A recent article by Washington Post reporter N.C. Aizenman helped us understand how Congress and the courts have dealt with this issue and how it might play out in the judiciary. We’ll summarize the parts of that article that relate to our analysis.
The U.S. Supreme Court determined in Employment Division vs. Smith that individuals must comply with laws that burden their free exercise of religion, so long as the law is generally applicable and not specifically designed to affect religious practice.
That decision outraged advocacy groups of all stripes, from the American Civil Liberties Union to the National Association of Evangelicals, prompting Congress in 1993 to pass the Religious Freedom Restoration Act that then President Bill Clinton signed into law. That measure reinstated the “Sherbert Test,” which provides a standard that the government has to meet to prove it has a compelling reason to override the interest of free exercise.
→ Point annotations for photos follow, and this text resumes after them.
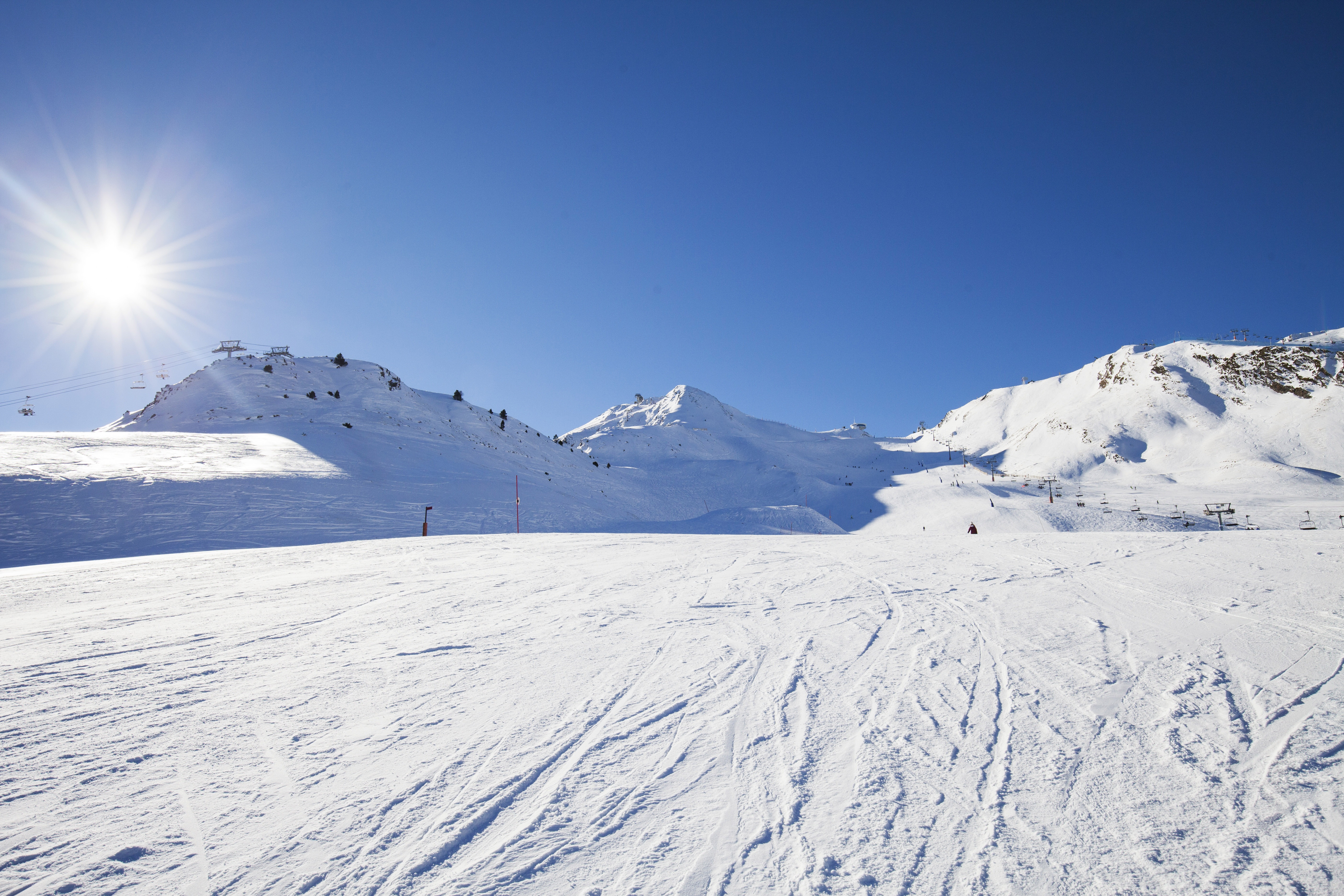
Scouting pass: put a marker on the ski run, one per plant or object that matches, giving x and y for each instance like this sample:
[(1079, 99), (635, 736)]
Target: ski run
[(703, 655)]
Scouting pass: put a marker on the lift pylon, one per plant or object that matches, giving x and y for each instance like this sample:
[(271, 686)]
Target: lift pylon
[(229, 346)]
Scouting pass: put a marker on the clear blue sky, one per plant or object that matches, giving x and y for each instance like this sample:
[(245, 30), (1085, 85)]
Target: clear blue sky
[(819, 213)]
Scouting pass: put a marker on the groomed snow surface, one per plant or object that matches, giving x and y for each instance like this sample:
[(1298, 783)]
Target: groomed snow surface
[(635, 714)]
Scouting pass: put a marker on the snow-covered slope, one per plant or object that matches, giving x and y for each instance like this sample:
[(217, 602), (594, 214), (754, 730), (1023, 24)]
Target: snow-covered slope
[(240, 457), (672, 715)]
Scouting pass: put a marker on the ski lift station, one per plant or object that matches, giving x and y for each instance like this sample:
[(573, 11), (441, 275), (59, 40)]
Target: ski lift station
[(229, 346)]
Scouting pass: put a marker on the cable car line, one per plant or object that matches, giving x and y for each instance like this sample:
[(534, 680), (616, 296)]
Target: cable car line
[(175, 357)]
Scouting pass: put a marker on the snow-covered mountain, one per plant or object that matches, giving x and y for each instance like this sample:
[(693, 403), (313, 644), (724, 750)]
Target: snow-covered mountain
[(1187, 413), (311, 451)]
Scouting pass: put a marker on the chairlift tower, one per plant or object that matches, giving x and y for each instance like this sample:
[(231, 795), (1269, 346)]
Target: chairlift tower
[(1050, 484), (1220, 510)]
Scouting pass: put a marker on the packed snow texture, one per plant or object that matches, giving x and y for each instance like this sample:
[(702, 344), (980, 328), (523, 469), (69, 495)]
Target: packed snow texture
[(682, 715), (238, 457)]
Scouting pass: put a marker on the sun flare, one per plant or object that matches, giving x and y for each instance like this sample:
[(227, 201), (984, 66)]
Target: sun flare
[(112, 274)]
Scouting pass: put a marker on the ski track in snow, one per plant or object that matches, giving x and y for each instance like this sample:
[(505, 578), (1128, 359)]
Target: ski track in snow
[(683, 715)]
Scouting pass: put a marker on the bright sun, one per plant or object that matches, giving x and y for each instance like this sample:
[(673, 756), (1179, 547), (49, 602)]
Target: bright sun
[(112, 274)]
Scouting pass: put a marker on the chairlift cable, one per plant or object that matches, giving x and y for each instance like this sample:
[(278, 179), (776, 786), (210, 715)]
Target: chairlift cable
[(175, 357)]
The bottom line is that Cantor’s argument is still a matter of opinion, and the courts will determine whether he and all the objecting religious groups are right.
Cantor’s other argument is that the Obama administration shouldn’t be defining “religious employer,” because doing so violates the establishment clause of the First Amendment, which forbids government from meddling with religious doctrine -- this explains the congressman’s kashrut reference, which was puzzling to us at first.
The mandate allows employers to qualify for religious exemptions under four criteria: 1.) their purpose has to be to inculcate religious values 2.) they have to primarily employ people who share their faith 3.) they have to primarily serve people who share their faith 4.) they must be nonprofit organizations. (See footnote near bottom of this Web page).
Catholics maintain that the church must serve people of other faiths in order to be Catholic. Cantor argues that the Obama administration is telling them otherwise, and he compared that with instructing rabbis on the rules of being kosher.
Plaintiffs raised similar arguments in challenging contraception mandates in New York and California, but the courts ruled against them. They cited legal precedents that allow legislatures to define who is religious and who is secular for the purpose of exempting faith-based groups from specific laws.
It’s worth noting the government has defined “religious organization” for purposes outside of health-care policy. For instance, the IRS has a list of criteria to determine whether faith-based groups qualify for tax-exempt status. One of the rules is that “the organization must be organized and operated exclusively for religious, educational, scientific, or other charitable purposes.” (See the bullet points on page 3 of the IRS’s Tax Guide for Churches and Religious Organizations).
Still, the plaintiffs in pending lawsuits will mount various legal arguments to prove that the federal mandate indeed violates the establishment clause. Once again, it will be up to the courts to rule on the matter.
The Bottom Line
Cantor essentially says that the the contraception mandate will keep religious groups from practicing their faith, and that the government has no right to enforce such a policy. Legal precedent suggests that he’s wrong, but federal statutes — as in the Religious Freedom Restoration Act — indicate he might have a case. He may also have a point that the government can’t decide what entities qualify as religious organizations, due to the establishment clause.
As such, we can’t say that the congressman’s remarks are false or inaccurate. After all, there’s nothing factually incorrect about disagreeing with legal precedent; it’s just a matter of opinion.